The commit e9f2517a3e18 ("smb: client: fix TCP timers deadlock after
rmmod") is not only a bogus fix for LOCKDEP null-ptr-deref but also
introduces a real issue, TCP sockets leak, which will be explained in
detail in the next revert.
Also, CNA assigned CVE-2024-54680 to it but is rejecting it. [0]
Thus, we are reverting the commit and its follow-up commit 4e7f1644f2ac
("smb: client: Fix netns refcount imbalance causing leaks and
use-after-free").
Link: https://lore.kernel.org/all/2025040248-tummy-smilingly-4240@gregkh/ #[0]

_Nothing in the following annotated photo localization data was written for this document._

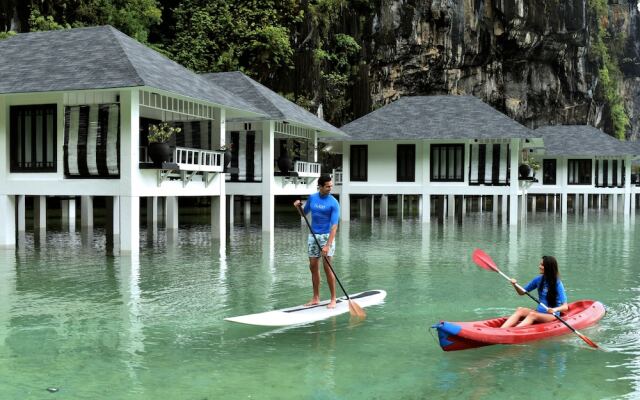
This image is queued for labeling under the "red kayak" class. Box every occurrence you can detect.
[433,300,605,351]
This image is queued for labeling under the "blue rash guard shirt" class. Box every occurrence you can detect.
[303,192,340,234]
[523,275,568,313]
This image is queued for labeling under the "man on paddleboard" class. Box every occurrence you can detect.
[294,175,340,308]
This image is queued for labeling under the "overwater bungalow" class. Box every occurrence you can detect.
[330,96,543,225]
[201,72,345,232]
[527,126,639,217]
[0,26,265,252]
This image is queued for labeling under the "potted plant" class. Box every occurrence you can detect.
[519,156,540,179]
[147,122,181,166]
[218,143,233,169]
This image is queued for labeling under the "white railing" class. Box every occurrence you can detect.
[294,161,321,178]
[332,169,343,185]
[174,147,224,172]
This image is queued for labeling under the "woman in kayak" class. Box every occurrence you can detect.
[500,255,568,328]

Fixes: 4e7f1644f2ac ("smb: client: Fix netns refcount imbalance causing leaks and use-after-free")
Signed-off-by: Kuniyuki Iwashima <kuniyu(a)amazon.com>
Cc: stable(a)vger.kernel.org
---
fs/smb/client/connect.c | 16 ++++++++--------
1 file changed, 8 insertions(+), 8 deletions(-)

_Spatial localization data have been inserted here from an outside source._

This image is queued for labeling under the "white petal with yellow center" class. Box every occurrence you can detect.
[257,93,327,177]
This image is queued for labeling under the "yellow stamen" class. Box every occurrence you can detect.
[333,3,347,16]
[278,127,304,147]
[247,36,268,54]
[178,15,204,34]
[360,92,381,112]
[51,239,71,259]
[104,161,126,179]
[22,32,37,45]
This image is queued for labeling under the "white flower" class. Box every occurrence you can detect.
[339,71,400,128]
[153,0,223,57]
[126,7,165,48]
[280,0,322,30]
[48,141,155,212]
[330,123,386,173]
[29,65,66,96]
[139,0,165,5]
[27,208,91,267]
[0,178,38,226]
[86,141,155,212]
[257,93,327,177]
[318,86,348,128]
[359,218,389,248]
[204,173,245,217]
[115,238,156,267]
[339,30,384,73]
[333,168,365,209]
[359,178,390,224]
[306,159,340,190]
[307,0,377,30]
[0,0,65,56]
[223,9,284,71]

diff --git a/fs/smb/client/connect.c b/fs/smb/client/connect.c
index 10a7c28d2d44..137a611c5ab0 100644
--- a/fs/smb/client/connect.c
+++ b/fs/smb/client/connect.c
@@ -300,7 +300,6 @@ cifs_abort_connection(struct TCP_Server_Info *server)
server->ssocket->flags);
sock_release(server->ssocket);
server->ssocket = NULL;
- put_net(cifs_net_ns(server));
}
server->sequence_number = 0;
server->session_estab = false;
@@ -3367,12 +3366,8 @@ generic_ip_connect(struct TCP_Server_Info *server)
/*
* Grab netns reference for the socket.
*
- * This reference will be released in several situations:
- * - In the failure path before the cifsd thread is started.
- * - In the all place where server->socket is released, it is
- * also set to NULL.
- * - Ultimately in clean_demultiplex_info(), during the final
- * teardown.
+ * It'll be released here, on error, or in clean_demultiplex_info() upon server
+ * teardown.
*/
get_net(net);
@@ -3388,8 +3383,10 @@ generic_ip_connect(struct TCP_Server_Info *server)
}
rc = bind_socket(server);
- if (rc < 0)
+ if (rc < 0) {
+ put_net(cifs_net_ns(server));
return rc;
+ }
/*
* Eventually check for other socket options to change from
@@ -3444,6 +3441,9 @@ generic_ip_connect(struct TCP_Server_Info *server)
(server->rfc1001_sessinit == -1 && sport == htons(RFC1001_PORT)))
rc = ip_rfc1001_connect(server);
+ if (rc < 0)
+ put_net(cifs_net_ns(server));
+
return rc;
}
--
2.48.1